Henri Clemens van de Velde (1863-1957), the famous Belgian architect and designer, was one of the most successful and important practitioners of the Art Nouveau style. He sought to instill in architecture and the applied arts the notion that materials must be used only as appropriate to their inherent properties.
He began his career as a painter but in 1895 turned to decorative arts, design, and architecture. Inspired by the English Arts and Crafts movement led by William Morris, he rebelled against the moribund styles of Victorian Revival architecture and industrial design.
His own house at Ukkel (1895, near Brussels) was an early Art Nouveau landmark. His difficulty in finding suitable furnishings for it led him to design his own furniture, his intent being to raise the applied arts to the status of the fine arts.

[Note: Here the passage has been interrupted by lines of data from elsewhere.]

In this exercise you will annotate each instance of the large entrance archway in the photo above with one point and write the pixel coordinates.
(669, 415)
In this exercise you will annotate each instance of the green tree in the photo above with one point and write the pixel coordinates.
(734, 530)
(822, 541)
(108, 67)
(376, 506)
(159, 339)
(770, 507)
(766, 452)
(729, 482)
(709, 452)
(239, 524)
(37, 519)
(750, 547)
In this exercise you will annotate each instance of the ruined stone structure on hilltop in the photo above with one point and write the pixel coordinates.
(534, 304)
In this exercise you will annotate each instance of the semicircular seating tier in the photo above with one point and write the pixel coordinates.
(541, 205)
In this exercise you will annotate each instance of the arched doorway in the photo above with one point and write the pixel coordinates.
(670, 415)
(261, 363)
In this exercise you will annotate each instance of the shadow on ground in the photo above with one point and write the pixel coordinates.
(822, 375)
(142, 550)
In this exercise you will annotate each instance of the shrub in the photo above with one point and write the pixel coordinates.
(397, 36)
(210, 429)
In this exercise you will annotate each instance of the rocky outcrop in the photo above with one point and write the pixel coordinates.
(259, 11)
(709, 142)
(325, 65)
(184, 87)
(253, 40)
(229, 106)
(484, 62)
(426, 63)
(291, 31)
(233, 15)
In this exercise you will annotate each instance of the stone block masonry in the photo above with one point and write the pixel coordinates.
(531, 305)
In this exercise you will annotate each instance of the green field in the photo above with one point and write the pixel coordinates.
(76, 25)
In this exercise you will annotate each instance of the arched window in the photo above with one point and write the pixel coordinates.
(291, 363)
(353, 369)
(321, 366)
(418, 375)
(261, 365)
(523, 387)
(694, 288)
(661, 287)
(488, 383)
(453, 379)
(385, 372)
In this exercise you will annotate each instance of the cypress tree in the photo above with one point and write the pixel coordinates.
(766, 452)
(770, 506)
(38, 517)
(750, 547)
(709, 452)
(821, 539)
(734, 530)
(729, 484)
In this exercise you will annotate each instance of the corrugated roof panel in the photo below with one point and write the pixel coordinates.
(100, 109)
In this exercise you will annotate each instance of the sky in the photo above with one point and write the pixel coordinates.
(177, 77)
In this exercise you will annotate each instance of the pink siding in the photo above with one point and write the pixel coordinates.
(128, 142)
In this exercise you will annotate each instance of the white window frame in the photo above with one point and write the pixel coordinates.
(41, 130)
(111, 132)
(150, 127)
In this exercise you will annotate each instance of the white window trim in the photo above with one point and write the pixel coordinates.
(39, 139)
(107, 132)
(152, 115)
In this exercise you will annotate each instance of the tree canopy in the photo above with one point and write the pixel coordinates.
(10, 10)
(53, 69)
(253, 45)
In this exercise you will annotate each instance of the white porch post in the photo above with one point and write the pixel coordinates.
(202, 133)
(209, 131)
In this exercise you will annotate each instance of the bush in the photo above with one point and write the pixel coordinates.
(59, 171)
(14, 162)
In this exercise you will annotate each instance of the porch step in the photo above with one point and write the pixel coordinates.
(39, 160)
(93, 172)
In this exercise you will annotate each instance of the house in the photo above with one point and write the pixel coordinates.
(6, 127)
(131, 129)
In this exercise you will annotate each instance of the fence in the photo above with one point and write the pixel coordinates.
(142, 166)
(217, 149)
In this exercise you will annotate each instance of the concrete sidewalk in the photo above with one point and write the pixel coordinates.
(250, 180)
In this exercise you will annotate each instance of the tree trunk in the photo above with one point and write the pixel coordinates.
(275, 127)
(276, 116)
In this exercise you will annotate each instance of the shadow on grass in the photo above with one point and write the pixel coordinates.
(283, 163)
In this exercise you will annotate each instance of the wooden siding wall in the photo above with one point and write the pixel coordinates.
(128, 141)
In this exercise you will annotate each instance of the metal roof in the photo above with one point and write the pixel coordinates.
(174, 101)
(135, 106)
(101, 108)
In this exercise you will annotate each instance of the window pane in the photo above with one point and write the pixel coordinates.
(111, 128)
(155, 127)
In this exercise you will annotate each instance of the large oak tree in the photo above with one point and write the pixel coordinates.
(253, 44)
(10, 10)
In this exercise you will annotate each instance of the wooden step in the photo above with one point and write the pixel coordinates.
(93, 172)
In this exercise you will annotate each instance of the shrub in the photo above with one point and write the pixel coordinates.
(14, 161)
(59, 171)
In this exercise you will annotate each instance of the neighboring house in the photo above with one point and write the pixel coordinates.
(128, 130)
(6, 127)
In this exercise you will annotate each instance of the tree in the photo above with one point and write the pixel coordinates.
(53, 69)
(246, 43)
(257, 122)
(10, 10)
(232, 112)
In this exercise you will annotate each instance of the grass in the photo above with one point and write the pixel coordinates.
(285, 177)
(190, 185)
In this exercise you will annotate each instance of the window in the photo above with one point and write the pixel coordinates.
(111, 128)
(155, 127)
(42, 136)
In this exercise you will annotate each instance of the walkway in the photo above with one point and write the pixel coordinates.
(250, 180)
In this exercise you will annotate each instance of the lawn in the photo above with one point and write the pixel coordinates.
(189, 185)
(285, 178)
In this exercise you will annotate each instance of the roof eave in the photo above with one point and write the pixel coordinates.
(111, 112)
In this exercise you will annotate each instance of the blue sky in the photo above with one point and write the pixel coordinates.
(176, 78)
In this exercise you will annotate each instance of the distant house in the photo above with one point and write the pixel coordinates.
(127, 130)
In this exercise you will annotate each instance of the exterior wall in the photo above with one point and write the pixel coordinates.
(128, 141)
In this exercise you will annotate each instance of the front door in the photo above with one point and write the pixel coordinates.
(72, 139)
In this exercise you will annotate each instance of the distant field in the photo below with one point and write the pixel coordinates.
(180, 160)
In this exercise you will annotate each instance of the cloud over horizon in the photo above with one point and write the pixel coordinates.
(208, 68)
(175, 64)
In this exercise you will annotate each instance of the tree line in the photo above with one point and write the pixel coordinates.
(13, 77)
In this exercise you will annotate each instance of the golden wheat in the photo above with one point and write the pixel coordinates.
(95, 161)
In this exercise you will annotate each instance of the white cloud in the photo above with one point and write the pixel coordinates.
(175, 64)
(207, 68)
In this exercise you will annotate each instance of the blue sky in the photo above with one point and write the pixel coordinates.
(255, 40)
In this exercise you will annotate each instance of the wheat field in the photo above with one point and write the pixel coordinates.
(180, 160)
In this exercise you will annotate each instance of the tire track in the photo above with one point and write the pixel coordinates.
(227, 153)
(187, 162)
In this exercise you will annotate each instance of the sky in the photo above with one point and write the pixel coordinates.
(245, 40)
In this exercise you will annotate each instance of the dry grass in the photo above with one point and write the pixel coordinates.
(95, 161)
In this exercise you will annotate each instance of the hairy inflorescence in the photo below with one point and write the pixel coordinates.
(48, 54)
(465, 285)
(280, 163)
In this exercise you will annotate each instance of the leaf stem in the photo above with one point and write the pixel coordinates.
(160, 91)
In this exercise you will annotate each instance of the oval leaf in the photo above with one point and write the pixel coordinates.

Van de Velde's success led to commissions for other houses, mainly in Germany, in which the architecture and furnishings - all incorporating sweeping Art Nouveau curves - were closely integrated.
The fullest expressions of his style were found in a Paris shop, Maison de l'Art Nouveau (1896), and in the Folkwang Museum (1902) in Hagen, Germany. As a founder of art schools in Germany and Belgium - his Weimar School of Arts and Crafts (1907) later became the celebrated Bauhaus - van de Velde was the most influential of Art Nouveau architects.
Van de Velde and his followers staged the famous Cologne Werkbund Exhibition of 1914, the first European statement of the coming wave of Modern Architecture.